Déguisées derrière ce code, elles vont s’écrire une vie à la merci du hasard et de la spontanéité et tout mettre en œuvre pour vivre leurs expériences librement, au-delà des règles de séduction conventionnelles. Mais le hasard comme la liberté offre bien des surprises… Et les bouleversements, même s’ils sont nécessaires, vont rendre la conquête de la « target n°0 » plus compliquée que prévu. Car selon  « la charte des catins », la « target n°0 »  est la cible masculine suprême : celle qui transforme leur cœur d’artichaut en pépites de tournesol.

Mathis est la « Target n°0 » d’Elise, un collègue de travail qui l’embrasse de temps en temps en libre service certes, mais toujours sur place et jamais à emporter ! Le reste du temps, il l’ignore. Ce qui en fait une cible de choix : il ne lui plait pas mais l’intrigue et surtout… il lui résiste !

Adam, quant à lui, est la « target » de Lou, le seul, l’unique, pour son regard ensoleillé et sa folie. Mais Adam est surtout un homme très convoité, inlassablement entouré de femmes…

Mais avant d’arriver à les conquérir, elles découvriront à quel point il est difficile de devenir des femmes, d’assumer leurs choix et d'être irrésistibles ou énigmatiques aux yeux de tous ces hommes qu’elles croiseront lors de fêtes interminables, de hasards utopiques et d’espoirs qui claudiquent.

Il était une fois, Elise et Lou, deux « catins » contemporaines, à mi-chemin entre le futile et la passion, entre délices et décadence, entre fous rires et désillusion, entre rêve et réalité…                                                    

Chapitre 1:

« Règle n°10 : Il est interdit de « faire du social » avec une Target ; ce qui comprend : remplacer sa mère, matérialiser un fantasme, combler un manque quelconque. »

Et voilà. Elle avait cédé… Elle avait cédé parce qu’elle ne s’aimait pas, elle et ses kilos en trop qui lui collait à la peau depuis des années. Elle était ivre et essayait de suivre le rythme de sa langue affamée qui lui avalait la gorge et lui coupait le caquet. Il était laid, con et désespéré mais il avait perçu chez Elise une capacité rare à « faire du social » et à ne pas savoir dire non.

Elle avait eu pitié de lui, avec sa coupe de cheveux des années « compilations du grenier », son histoire clichée d’homme marié / frustré et puis, il lui avait payé une bouteille de champagne alors qu’elle n’avait même pas de quoi s’acheter des capotes.  Elle avait alors cédé une partie de sa bouche en location-horaire, un squat au rouge à lèvres contre salive fétide de quadragénaire névrosé… « Beurk ».

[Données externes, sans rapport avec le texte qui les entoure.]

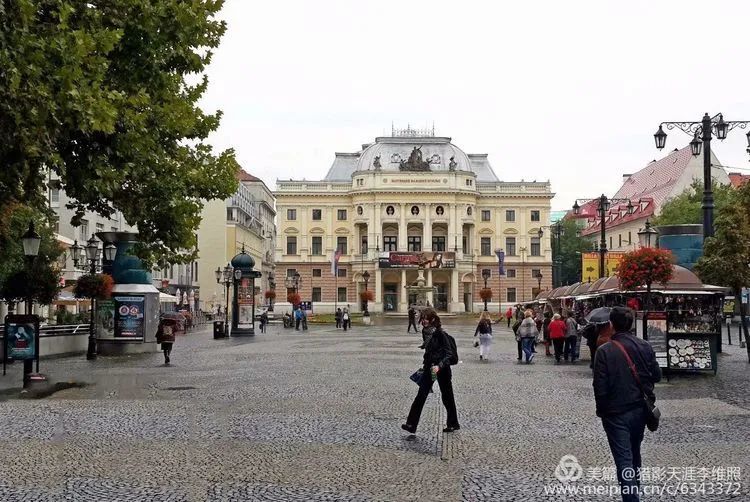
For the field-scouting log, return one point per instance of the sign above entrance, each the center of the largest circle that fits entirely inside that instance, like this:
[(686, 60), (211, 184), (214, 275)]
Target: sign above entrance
[(417, 259)]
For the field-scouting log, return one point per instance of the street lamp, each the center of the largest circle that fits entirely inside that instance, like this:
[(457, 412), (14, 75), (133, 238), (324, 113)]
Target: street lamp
[(647, 236), (225, 277), (485, 276), (603, 205), (366, 277), (539, 277), (702, 132)]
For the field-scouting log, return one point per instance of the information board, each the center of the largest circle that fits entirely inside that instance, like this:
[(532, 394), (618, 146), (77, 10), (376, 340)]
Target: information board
[(129, 317)]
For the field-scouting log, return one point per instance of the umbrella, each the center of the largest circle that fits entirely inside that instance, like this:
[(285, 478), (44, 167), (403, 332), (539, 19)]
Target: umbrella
[(599, 315)]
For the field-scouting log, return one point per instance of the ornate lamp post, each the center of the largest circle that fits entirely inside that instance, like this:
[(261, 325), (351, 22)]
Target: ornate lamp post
[(225, 277), (603, 204), (702, 133), (485, 276)]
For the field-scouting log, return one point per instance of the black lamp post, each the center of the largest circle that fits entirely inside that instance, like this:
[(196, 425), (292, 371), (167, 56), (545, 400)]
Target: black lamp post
[(485, 276), (603, 204), (31, 241), (225, 277), (539, 278), (702, 133), (366, 277), (647, 238)]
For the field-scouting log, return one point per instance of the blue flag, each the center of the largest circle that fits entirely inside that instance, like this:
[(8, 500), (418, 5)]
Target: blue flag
[(501, 261)]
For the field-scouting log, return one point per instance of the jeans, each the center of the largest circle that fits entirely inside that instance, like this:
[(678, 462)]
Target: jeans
[(528, 347), (559, 344), (625, 434), (570, 348), (446, 392)]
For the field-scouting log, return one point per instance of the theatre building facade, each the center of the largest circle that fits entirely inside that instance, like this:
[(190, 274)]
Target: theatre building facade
[(408, 205)]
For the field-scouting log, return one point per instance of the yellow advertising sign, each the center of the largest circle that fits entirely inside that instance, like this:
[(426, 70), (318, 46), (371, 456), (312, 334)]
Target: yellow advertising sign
[(590, 268)]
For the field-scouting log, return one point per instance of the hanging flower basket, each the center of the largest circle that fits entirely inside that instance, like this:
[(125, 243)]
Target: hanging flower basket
[(293, 298), (644, 267), (96, 286)]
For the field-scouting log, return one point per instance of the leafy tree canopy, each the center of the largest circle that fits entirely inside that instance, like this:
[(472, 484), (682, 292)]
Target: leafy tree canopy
[(104, 95), (685, 208), (571, 246)]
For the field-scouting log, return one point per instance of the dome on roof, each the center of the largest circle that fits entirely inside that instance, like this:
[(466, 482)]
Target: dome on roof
[(413, 154), (243, 261)]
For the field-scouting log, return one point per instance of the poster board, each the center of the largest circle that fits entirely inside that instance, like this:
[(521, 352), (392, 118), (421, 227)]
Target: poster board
[(129, 317), (21, 342)]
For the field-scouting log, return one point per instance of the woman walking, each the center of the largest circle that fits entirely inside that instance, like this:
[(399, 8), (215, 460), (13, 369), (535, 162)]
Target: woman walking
[(484, 330), (165, 336), (527, 334), (557, 331), (438, 353)]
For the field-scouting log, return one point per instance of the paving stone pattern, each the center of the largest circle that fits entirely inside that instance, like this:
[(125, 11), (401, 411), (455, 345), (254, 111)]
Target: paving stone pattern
[(316, 415)]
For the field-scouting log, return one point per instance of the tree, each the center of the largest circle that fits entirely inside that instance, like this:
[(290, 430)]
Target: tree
[(571, 247), (726, 255), (20, 279), (104, 95), (685, 208)]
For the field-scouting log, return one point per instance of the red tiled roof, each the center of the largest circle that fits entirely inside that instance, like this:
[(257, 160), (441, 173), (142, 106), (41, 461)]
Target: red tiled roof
[(242, 175), (738, 179)]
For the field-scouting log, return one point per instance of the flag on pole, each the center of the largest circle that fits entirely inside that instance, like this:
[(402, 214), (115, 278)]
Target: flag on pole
[(335, 262), (501, 260)]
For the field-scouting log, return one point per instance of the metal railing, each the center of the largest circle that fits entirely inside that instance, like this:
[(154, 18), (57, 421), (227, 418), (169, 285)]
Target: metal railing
[(52, 330)]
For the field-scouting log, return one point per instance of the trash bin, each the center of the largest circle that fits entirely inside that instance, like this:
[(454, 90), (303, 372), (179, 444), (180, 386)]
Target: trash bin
[(219, 330)]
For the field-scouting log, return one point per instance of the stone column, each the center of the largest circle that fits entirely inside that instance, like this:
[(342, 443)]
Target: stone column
[(402, 230), (430, 295), (378, 303), (403, 298), (427, 230), (456, 305)]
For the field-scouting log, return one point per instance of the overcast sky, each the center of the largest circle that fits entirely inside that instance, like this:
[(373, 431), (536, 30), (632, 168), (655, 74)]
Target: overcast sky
[(567, 91)]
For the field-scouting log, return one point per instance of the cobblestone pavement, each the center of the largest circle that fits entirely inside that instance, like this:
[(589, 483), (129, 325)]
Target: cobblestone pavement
[(316, 416)]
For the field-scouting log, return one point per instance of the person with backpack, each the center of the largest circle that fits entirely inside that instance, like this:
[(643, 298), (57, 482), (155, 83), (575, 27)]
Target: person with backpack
[(484, 330), (625, 371), (509, 315), (338, 317), (528, 333), (439, 354), (346, 320)]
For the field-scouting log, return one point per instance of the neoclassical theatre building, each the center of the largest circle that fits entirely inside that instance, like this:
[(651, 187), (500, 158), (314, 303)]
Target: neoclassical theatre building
[(407, 202)]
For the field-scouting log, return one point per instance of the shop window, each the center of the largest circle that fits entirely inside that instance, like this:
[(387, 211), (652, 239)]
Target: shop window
[(317, 248), (486, 246), (341, 245), (291, 245), (414, 243)]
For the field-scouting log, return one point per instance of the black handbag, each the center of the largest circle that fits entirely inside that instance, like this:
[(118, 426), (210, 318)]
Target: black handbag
[(653, 414)]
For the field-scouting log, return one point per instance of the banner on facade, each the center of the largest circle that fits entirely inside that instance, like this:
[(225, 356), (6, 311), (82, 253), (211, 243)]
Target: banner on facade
[(590, 266), (417, 259), (129, 317)]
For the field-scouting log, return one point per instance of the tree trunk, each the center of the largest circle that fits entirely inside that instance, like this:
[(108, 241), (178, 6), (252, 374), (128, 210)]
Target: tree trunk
[(743, 324)]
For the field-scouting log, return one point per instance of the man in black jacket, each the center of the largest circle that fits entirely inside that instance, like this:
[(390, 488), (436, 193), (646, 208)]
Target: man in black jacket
[(437, 355), (619, 400)]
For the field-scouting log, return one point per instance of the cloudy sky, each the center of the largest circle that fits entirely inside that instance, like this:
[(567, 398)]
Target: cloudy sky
[(570, 92)]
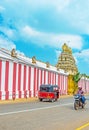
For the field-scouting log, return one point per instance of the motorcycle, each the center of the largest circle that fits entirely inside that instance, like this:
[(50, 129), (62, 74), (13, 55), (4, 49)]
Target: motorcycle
[(78, 102)]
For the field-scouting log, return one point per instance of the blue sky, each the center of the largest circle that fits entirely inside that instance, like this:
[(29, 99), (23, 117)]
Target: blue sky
[(40, 28)]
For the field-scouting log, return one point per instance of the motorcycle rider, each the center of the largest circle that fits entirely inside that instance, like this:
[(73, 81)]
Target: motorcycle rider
[(81, 93)]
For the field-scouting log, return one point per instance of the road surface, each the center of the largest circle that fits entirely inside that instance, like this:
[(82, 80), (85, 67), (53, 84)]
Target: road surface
[(37, 115)]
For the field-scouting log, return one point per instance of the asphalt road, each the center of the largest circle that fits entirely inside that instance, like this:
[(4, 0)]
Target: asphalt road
[(37, 115)]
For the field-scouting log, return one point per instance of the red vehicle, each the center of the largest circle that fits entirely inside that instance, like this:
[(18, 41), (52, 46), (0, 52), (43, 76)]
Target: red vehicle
[(48, 92)]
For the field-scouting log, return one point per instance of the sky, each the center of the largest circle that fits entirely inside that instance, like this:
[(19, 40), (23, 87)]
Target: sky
[(40, 27)]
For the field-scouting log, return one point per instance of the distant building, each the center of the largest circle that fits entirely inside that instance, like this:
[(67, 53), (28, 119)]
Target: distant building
[(66, 60)]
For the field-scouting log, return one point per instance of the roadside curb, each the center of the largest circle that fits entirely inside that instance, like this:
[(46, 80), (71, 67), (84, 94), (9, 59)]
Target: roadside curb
[(24, 100)]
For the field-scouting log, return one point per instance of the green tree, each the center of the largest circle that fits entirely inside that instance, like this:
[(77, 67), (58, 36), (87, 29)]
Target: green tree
[(76, 78)]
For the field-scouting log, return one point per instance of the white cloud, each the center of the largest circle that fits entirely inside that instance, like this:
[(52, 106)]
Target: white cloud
[(5, 43), (82, 55), (1, 8), (55, 40), (9, 32)]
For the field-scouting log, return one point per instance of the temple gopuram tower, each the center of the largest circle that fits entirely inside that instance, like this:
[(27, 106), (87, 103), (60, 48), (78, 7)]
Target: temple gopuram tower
[(66, 60)]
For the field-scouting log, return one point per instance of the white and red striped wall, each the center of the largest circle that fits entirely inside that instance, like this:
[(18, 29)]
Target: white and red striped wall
[(19, 78)]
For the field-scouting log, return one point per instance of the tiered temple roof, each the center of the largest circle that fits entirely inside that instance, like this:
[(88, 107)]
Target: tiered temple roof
[(66, 60)]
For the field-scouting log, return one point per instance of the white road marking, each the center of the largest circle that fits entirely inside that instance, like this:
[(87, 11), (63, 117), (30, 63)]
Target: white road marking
[(35, 109)]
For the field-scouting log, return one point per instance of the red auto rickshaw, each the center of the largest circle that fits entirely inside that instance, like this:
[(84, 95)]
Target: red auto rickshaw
[(48, 92)]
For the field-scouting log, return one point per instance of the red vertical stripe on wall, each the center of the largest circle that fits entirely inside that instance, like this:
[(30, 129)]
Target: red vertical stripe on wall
[(59, 80), (0, 78), (29, 81), (44, 76), (19, 80), (7, 79), (55, 78), (35, 82), (37, 79), (48, 77), (40, 77), (0, 73), (24, 79), (14, 80)]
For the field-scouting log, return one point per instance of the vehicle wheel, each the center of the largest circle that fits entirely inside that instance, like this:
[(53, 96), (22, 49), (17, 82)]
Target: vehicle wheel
[(40, 99), (76, 106)]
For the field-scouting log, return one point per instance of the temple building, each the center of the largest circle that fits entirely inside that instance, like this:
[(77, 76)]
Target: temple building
[(66, 61)]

Il tournait fougueusement sa langue comme un jeune premier, la mèche blonde grisée, impeccablement huilée sur le front, raclant les moindres recoins  de sa gorge comme s’il avait voulu y trouver quelque chose. Elise avait beau s’imaginer la douceur des lèvres ourlées de Mathis, la magie est parfois capricieuse, même après une quinzaine de coupes de champagne.

Mathis est la « Target n°0 » d’Elise. Lou et Elise avaient piqué le mot  « target » aux anglais, littéralement  « cible » pour désigner l’homme que la « catin » veut plus que tout, dans son lit et/ou pour la vie…

(Rayer la mention inutile).

  Il tournait sa langue de plus en plus vite. « Le salaud. » Elise avait la nausée. Elle imagina un instant lui offrir l’intégralité de son repas du soir, haché, moulu, mixé, directement dans le gosier. Alors qu’elle tentait d’échapper à ce prédateur à lèvres, elle sentit une main lui empoigner une fesse. « Quel salaud ! ». Elle repoussa la main intruse d’un geste brusque et maladroit et disparut le plus vite possible dans la foule qui dansait.

 Elise s’était assise entre un couple au bord de la rupture et deux comas éthyliques. Elle se sentait à l’étroit dans cette foule suintante. Elle avait le cœur flou et les jambes qui vacillaient. Elle s’était affalée contre les sièges en ferraille incrustés d'histoires ordinaires et dans un soupir, elle ferma les yeux. Elle se promit religieusement de ne plus boire une bulle de champagne et ce,même si c’était le Prince Charmant en personne qui lui offrait.

            « Beuhhh…T’as le nichon qui clignote ! »

Elise ouvrit un œil. Le coma éthylique tassé à côté d’elle, s’était réveillé et venait de lui hurler dans l’oreille, dans un râle indolent. Avec une touche de provocation, elle plongea la main dans son soutien-gorge. Le coma éthylique écarquilla les yeux. Maintenant, il était visiblement, bien réveillé :le score de Glasgow au plafond ! Elise pensa que ses seins venaient peut-être de sauver une vie et après cette réflexion qu’elle considéra comme absurde, elle se promit une seconde fois de ne plus jamais boire de champagne.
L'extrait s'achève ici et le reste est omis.